Theater in der Fabrik Heeder: Es ist Zeit, sich aufzuregen
Das „Variet der Empörung“ feiert in der Fabrik Heeder eine beeindruckende Premiere.
Krefeld. Lydia ist die Hauptperson im „Variet der Empörung“. Sie wird in der Schule gehänselt, weil sie dick ist. Sie macht ein Praktikum, weil ihr Vater es will. Am Ende stirbt sie bei dem Versuch, den Mund aufzumachen und ihre Empörung zu äußern.
Das von Dirk Schwantes inszenierte Stück feierte am Samstag in der Fabrik Heeder Premiere. Der Jugendclub des städtischen Theaters präsentiert damit eine freche Eigenproduktion.
Anders als Lydia lassen die restlichen Mitglieder des Varietés ihrer Wut freien Lauf. In den szenischen Darstellungen der Empörung prangern sie die Ausbeutung der armen Länder an, hetzen gegen miese Arbeitgeber und verstehen es, ihr Publikum zu unterhalten und vor den Kopf zu stoßen. Dabei werden gekonnt Formen und Mittel der Empörung ausgelotet. Anne Küper, selbst fünf Jahre mit dem Jugendclub auf der Bühne, hat die Texte mit den 17 Darstellern erarbeitet.

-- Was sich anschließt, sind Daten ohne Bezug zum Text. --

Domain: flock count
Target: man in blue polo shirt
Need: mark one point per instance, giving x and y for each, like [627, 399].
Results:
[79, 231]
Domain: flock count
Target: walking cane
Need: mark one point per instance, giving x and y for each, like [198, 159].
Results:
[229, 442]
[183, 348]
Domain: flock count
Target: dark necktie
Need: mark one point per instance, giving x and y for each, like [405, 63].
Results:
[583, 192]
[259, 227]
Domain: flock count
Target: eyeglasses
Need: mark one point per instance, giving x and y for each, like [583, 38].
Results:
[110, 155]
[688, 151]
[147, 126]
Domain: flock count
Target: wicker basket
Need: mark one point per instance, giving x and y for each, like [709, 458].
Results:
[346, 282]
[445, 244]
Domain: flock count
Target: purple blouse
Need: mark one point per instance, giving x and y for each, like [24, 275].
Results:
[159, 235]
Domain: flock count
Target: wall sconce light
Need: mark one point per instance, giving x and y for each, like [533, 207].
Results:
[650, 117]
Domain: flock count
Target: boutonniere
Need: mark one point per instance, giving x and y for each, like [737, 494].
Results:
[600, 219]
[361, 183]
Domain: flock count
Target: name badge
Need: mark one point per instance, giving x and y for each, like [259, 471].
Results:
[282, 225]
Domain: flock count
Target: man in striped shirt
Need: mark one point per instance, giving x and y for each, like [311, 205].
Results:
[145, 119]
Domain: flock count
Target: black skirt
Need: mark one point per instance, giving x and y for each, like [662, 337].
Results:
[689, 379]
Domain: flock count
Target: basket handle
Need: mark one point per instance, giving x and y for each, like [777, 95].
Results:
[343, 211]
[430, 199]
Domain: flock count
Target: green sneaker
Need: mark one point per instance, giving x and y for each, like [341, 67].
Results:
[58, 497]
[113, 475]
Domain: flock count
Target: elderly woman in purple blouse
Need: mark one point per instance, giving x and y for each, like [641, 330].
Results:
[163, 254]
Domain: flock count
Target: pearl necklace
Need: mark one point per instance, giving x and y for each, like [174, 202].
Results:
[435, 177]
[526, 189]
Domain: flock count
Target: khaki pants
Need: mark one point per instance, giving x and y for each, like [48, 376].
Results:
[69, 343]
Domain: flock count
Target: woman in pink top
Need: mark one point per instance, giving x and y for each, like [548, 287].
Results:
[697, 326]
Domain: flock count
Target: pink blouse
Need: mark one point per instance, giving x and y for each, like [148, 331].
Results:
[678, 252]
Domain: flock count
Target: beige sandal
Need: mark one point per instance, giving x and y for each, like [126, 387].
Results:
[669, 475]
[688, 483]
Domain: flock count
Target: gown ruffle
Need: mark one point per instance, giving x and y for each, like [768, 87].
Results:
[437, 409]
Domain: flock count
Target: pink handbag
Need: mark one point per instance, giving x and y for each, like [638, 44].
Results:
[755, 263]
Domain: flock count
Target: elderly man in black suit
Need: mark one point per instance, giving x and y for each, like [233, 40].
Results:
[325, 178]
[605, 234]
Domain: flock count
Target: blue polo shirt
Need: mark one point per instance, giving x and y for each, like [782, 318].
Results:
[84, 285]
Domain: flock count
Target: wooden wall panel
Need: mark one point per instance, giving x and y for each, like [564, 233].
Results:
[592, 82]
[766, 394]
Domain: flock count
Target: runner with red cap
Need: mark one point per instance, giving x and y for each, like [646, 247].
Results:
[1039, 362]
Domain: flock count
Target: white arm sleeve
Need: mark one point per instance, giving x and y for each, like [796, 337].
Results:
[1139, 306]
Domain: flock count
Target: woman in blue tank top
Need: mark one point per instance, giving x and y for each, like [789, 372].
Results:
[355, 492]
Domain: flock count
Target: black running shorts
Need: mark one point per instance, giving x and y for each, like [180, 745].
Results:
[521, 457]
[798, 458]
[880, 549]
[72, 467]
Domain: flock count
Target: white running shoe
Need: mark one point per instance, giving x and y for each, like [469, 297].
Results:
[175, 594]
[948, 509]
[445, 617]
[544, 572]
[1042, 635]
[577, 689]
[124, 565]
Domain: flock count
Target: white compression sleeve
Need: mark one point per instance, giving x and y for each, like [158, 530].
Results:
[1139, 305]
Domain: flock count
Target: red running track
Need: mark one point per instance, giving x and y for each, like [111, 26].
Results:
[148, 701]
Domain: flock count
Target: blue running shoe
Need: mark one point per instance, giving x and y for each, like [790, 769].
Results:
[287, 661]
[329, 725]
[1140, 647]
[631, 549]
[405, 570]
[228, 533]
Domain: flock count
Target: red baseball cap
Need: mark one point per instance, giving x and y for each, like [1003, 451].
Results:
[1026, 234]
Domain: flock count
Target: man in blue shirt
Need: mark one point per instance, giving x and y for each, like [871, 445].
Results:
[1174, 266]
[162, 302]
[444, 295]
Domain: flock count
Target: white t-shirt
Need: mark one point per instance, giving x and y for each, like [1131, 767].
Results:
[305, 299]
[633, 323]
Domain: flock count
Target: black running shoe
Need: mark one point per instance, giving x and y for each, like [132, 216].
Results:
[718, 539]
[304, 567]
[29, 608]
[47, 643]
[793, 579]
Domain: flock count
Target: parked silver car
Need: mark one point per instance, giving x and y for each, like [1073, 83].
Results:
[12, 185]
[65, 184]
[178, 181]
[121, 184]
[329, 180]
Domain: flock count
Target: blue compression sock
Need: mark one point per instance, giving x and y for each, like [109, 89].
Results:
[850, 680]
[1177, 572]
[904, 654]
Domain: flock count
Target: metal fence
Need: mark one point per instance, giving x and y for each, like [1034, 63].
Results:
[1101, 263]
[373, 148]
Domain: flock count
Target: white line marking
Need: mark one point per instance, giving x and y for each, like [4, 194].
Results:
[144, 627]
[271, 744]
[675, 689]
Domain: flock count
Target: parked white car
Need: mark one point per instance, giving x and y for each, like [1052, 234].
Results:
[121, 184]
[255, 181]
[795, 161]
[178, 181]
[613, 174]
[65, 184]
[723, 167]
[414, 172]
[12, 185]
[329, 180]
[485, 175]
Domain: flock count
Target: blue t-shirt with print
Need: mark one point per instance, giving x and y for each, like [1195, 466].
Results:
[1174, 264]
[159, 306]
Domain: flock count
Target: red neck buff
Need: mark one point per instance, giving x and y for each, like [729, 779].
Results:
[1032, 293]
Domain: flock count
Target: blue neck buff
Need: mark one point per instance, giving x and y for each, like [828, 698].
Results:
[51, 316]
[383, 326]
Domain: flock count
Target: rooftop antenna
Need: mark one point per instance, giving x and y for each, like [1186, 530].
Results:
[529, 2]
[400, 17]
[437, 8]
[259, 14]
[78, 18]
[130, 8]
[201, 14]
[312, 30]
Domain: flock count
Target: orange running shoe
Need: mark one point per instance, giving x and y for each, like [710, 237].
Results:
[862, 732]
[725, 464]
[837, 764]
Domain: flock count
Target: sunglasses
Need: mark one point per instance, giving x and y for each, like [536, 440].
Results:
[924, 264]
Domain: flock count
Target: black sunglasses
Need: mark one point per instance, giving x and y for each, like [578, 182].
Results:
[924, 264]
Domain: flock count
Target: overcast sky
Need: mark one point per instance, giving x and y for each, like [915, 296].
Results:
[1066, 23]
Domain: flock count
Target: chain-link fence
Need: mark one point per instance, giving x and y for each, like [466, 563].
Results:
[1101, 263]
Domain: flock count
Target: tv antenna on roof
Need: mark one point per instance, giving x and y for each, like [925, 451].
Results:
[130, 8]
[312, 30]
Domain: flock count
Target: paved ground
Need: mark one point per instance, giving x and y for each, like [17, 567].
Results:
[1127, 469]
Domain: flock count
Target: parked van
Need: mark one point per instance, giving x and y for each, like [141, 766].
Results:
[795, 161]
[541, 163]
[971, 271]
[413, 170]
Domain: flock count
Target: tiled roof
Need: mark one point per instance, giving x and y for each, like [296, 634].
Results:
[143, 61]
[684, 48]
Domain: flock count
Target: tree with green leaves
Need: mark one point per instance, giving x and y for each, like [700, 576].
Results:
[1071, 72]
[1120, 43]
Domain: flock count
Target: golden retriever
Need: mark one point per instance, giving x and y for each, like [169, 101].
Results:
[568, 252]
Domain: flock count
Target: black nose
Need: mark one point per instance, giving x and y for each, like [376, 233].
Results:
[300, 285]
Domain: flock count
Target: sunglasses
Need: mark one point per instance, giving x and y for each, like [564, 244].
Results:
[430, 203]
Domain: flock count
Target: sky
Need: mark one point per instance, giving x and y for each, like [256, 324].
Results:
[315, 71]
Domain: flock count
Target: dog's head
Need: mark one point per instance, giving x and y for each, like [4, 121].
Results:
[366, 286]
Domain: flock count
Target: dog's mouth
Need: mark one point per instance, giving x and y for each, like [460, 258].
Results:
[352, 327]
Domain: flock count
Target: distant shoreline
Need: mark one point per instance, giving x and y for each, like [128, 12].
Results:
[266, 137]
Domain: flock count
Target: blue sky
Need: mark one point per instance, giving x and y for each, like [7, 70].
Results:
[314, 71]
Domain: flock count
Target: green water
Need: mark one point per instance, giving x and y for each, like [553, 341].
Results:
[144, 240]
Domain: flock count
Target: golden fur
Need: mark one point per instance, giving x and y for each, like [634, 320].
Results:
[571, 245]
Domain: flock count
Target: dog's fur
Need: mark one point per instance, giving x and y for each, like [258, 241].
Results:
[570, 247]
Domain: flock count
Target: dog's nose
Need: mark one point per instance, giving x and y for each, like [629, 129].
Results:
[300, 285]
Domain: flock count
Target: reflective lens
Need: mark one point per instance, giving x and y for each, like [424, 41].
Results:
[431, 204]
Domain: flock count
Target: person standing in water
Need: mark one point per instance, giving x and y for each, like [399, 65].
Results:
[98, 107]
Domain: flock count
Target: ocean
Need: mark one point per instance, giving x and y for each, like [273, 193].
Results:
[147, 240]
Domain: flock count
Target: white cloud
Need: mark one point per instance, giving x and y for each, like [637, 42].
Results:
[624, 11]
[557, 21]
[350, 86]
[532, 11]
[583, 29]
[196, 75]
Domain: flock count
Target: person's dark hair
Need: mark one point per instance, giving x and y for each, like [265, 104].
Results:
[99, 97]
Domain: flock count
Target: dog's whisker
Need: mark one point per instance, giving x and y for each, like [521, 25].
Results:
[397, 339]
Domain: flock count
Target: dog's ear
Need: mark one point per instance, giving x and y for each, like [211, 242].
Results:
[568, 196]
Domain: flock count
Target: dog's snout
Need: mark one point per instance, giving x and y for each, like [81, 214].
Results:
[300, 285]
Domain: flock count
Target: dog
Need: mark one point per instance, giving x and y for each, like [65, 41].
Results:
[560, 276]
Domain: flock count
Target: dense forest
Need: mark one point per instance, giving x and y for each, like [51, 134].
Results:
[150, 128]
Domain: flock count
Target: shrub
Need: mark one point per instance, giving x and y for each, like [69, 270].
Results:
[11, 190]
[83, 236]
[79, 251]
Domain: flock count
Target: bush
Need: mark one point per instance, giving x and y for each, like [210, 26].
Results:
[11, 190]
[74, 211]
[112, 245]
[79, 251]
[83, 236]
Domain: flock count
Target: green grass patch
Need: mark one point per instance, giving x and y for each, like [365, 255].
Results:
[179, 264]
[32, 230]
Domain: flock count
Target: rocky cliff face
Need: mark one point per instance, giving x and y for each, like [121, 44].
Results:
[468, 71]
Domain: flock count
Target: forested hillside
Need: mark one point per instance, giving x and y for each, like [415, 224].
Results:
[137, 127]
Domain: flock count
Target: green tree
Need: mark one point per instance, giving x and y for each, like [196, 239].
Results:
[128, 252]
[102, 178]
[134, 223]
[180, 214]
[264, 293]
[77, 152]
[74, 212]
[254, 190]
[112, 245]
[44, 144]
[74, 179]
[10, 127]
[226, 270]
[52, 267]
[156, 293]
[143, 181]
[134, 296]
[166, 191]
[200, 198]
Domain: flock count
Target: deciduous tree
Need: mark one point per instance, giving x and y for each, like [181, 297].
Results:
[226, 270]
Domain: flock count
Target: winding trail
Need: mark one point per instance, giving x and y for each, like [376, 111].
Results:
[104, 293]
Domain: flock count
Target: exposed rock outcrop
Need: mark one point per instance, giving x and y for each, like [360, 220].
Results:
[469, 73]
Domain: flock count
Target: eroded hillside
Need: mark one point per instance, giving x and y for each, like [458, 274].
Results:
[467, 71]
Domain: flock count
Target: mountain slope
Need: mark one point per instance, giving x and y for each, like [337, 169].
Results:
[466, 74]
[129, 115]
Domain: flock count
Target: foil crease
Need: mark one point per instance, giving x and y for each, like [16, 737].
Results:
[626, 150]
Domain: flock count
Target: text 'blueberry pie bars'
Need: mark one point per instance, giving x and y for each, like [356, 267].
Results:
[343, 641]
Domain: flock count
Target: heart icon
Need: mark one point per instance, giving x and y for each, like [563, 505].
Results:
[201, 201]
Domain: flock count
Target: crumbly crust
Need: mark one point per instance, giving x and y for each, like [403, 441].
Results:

Das Publikum bleibt nicht außen vor, sondern wird geschickt einbezogen. Zur Einleitung einer Szene werden Törtchen verteilt. Kurz darauf rechnet eine Artistin vor, wie viele Kinder täglich an Hunger sterben. Sie redet sich in Rage, der Vorhang fällt und der Rest des Varietés beginnt plötzlich, zu lautstarker Musik zu tanzen. Die Fakten über die Hungersnot gehen im Partylärm unter, werden aus dem Bewusstsein gepustet. Die Törtchen schmecken jetzt nur noch halb so gut.
Auch ein lokales Ereignis wird hinterfragt. Die Empörung gilt der Modekette Primark, die Ende nächsten Jahres im neuen Ostwall-Carree eine Filiale eröffnet. Dem irischen Unternehmen wird vorgeworfen, katastrophale Arbeitsbedingungen in den Produktionsländern zu billigen.
Am Ende bleibt ein fader Beigeschmack. Bin ich auch so zurückhaltend wie Lydia? Nehme ich Dinge, die mich aufregen sollten, einfach so hin?
Weitere Aufführungen: am 17., 18., 19. und 20. Juli in der Studiobühne 1 der Fabrik Heeder, Virchowstraße 130, jeweils ab 20 Uhr. Karten unter Telefon 80 51 25.